Uzaktan da olsa akrabam dedim ya,babam öldürebilir onu.Belki yanlış anlıyor belki kızıyorsunuzdur içinizden bana,ama gerçekten söyleyemem,gerçekten babam öldürür onu.
(Panikledi Sema,anlattığına pişman oldu.O kadar belliydi ki halinden seçtiği kelimelerden.”Bizim oralarda tecavüz olayları asla affedilmez,babam katil olur!” derken titiriyordu..Onu sakinleştirmek için elimden gelenin fazlasını yaptım sakinleşti,devam etti anlatmaya)
Bu olaydan sonra daha çok içime kapandım.Okula başladım ama hiçbir şekilde kendimi ifade edemiyordum,öğretmenime karşı bile çok öekimserdim. Aile,akraba arasında “Sen niye böyle değiştin,iyice sessizleşir?” diye soran hiç olmadı ya da benzer yaklaşımı hiçbir öğretmenden işitmedim.Erkek önlüğü giymek isterdim,söylemez kendimi yere atar ağlardım. “Beğenmedim bu önlüğü,giymeyeceğim,okula gitmeyeceğim!” diyebilirdim sadece.Tabii sıkıysa gitme,babam bir dövdü tıpış tıpış giydim gittimama çok mutsuzdum.Yazları camiye Kuran kursuna giderdik.On yaşına yeni girmiştim,o yaz kursta yine bir soysuzun tacizine uğradım.Göğüslerimi elledi,durduk yere atladı üzerime,sıkıca tuttu sürtündü,ellerimi tuttu arkadan.Çok sertti,yaş olarak da büyüktü ve güçlüydü,çok kötü sıkıştırdı beni köşeye.Kendimi koruyamadım ve bu beni sanırım kendi içimde çok değiştirdi.Hep erkekler güçlü kızlar güçsüzdü.İsyan ettim erkek olmalıydım fikri,bu tacizden sonra çok daha belirginleşti içimde.Bir seçime dönüştü, o kadar güçlü olmalıydım ki bir daha hiçbir erkek kaba kuvvet gösterememeliydi.Sadece bu değildi tek sebep.Eş zamanlı olarak aile içinde yaşadığım başka bir sorun daha vardı.

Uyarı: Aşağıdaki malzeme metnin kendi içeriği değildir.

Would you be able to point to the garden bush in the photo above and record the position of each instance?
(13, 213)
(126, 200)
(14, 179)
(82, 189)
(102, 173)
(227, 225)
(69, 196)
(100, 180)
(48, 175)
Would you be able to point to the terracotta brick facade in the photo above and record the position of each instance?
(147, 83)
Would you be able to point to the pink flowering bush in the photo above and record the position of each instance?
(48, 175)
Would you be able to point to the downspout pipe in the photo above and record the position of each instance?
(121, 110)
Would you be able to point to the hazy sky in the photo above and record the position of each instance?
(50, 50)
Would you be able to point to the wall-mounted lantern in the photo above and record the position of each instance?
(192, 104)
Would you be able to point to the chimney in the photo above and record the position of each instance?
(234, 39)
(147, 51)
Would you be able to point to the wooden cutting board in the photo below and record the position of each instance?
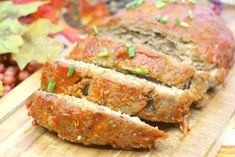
(19, 138)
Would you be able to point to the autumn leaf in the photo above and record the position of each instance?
(1, 89)
(10, 28)
(37, 45)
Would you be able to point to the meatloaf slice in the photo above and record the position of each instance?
(202, 40)
(81, 121)
(118, 91)
(162, 68)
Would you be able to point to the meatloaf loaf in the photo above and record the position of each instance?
(118, 91)
(190, 33)
(160, 68)
(81, 121)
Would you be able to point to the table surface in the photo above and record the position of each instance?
(228, 148)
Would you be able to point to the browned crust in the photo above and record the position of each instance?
(136, 100)
(214, 41)
(89, 127)
(161, 67)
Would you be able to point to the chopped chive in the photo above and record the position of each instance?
(96, 30)
(140, 1)
(164, 19)
(51, 86)
(190, 14)
(142, 71)
(132, 75)
(160, 4)
(184, 24)
(177, 21)
(104, 53)
(173, 1)
(131, 4)
(131, 52)
(181, 23)
(70, 71)
(128, 45)
(134, 3)
(192, 1)
(158, 17)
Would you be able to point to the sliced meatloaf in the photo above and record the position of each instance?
(189, 33)
(80, 121)
(118, 91)
(161, 68)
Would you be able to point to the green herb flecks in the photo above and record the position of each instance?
(142, 71)
(162, 19)
(190, 15)
(104, 53)
(71, 70)
(134, 3)
(181, 23)
(51, 86)
(160, 4)
(96, 30)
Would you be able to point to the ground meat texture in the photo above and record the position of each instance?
(118, 91)
(82, 122)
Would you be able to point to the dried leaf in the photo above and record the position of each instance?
(10, 28)
(37, 45)
(1, 89)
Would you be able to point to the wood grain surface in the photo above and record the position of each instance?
(18, 138)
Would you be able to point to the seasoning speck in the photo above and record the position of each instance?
(96, 30)
(104, 53)
(70, 71)
(51, 86)
(190, 14)
(181, 23)
(142, 71)
(160, 4)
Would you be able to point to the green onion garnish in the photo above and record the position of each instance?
(181, 23)
(131, 4)
(192, 1)
(70, 71)
(160, 4)
(128, 45)
(190, 14)
(140, 1)
(51, 86)
(142, 71)
(104, 53)
(158, 17)
(131, 52)
(174, 1)
(134, 3)
(162, 19)
(96, 30)
(132, 75)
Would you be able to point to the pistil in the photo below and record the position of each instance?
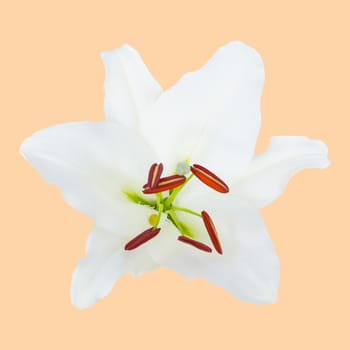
(164, 205)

-Dahası da mı var Sema,gerçekten mi?
Aslında benim tüm travmalarım eş zamanlı hepsi neredeyse birbirini besleyip tamamlarcasına gelmiş üzerime.Bunu da terapide anladık.Tecavüzden sonra daha belirginleşti içimdeki farkındalık “Niye erkeklerin içinde olmak istiyorum,neden kızları sevmiyorum,erkeklerin içinde oldum da ne oldu gibi sorular belirtmişti kafamda. En çok “Niye erkek gibi değilim?” düşüncesi kafamı kemiriyordu. Kardeşimi görüyordum dış yaparken, “Neden benim bedenim onunki gibi değil?”diyordum ama bu son taciz noktayı koydu.Kız olmak acizliktir,ezilmekti,hep şiddet görmekti.
-Yaşadıklarından sonra bu soruları düşünmen çok normal.

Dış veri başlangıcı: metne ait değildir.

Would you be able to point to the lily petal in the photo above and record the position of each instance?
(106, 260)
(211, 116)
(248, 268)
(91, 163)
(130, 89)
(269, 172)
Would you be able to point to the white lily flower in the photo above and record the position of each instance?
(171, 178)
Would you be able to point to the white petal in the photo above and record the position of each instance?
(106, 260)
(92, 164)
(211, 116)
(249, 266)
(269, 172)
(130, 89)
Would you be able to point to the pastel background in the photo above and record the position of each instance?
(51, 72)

Namaz kılmayı ilk öğrendiğimiz yaz kursta erkekler gibi namaz kılmak istedim,bilirsiniz erkeklerin farklıdır el tutuşu.Kimseye söyleyemiyorsun.Araştırma yok.Liseye başlayana kadar telefonum yoktu,hiç almadılar.Annemle babamın vardı ama onlarda da İnternet yoktu.Bizim orada kimsede İnternet yoktu,gecekondu mahallesine çok geç girdi İnternet.Kendimi kadın gibi görmüyordum “Acaba Allah’ın istediği gibi bir kul olmadığım için mi böyle hissediyorum.” Şeklinde çıkarım yaptım,o yüzden tesettüre girdim.”Allah’ın seveceği bir kul kul olursam bu sıkıntımı üzerimden alır” diye on altı yaşımdayken isteyerek kapandım. “Kapanırsam kadın olacağım” diye umut ettim,hatta inandım gerçekten emindim.Kuran kursu dışında dini telkin veya baskı yoktu evimizde.Babam arada Cuma namazına giderdi,hepsi bu.Annem arada bir kılar namaz.Hatta çok şaşırdılar kapandığımda,ama karşı çıkmadılar.Ama tam tersi oldu,daha çok tetiklendim.